Beneath the difference between physical and emotional labor there lies a similarity in the possible cost of doing the work: the worker can become estranged or alienated from an aspect of self—either the body or the margins of the soul-that is used to do the work. The factory boy's arm functioned like a piece of machinery used to produce wallpaper. His employer, regarding that arm as an instrument, claimed control over its speed and motions. In this situation, what was the relation between the boy's arm and his mind? Was his arm in any meaningful sense his own?
This is an old issue, but as the comparison with airline attendants suggests, it is still very much alive. If we can become alienated from goods in a goods-producing society, we can become alienated from service in a service-producing society. This is what C. Wright Mills, one of our keenest social observers, meant when he wrote in 1956, "We need to characterize American society of the mid-twentieth century in more psychological terms, for now the problems that concern us most border on the psychiatric."
When she came off the job, what relation had the flight attendant to the "artificial elation" she had induced on the job?

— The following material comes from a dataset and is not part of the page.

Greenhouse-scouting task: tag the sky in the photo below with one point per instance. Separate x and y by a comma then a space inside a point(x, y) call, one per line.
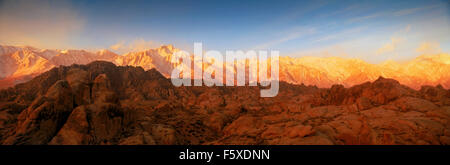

In what sense was it her own elation on the job? The company lays claim not simply to her physical motions—how she handles food trays—but to her emotional actions and the way they show in the ease of a smile. The workers I talked to often spoke of their smiles as being on them but not of them. They were seen as an extension of the make-up, the uniform, the recorded music, the soothing pastel colors of the airplane decor, and the daytime drinks, which taken together orchestrate the mood of the passengers. The final commodity is not a certain number of smiles to be counted like rolls of wallpaper. For the flight attendant, the smiles are a part of her work, a part that requires her to coordinate self and feeling so that the work seems to be effortless. To show that the enjoyment takes effort is to do the job poorly. Similarly, part of the job is to disguise fatigue and irritation, for otherwise the labor would show in an unseemly way, and the product—passenger contentment—would be damaged. Because it is easier to disguise fatigue and irritation if they can be banished altogether, at least for brief periods, this feat calls for emotional labor.
The reason for comparing these dissimilar jobs is that the modern assembly-line worker has for some time been an outmoded symbol of modern industrial labor; fewer than 6 percent of workers now work on assembly lines. Another kind of labor has now come into symbolic prominence—the voice-to-voice or face-to-face delivery of service—and the flight attendant is an appropriate model for it. There have always been public-service jobs, of course; what is new is that they are now socially engineered and thoroughly organized from the top. Though the flight attendant's job is no worse and in many ways better than other service jobs, it makes the worker more vulnerable to the social engineering of her emotional labor and reduces her control over that labor. Her problems, therefore, may be a sign of what is to come in other such jobs.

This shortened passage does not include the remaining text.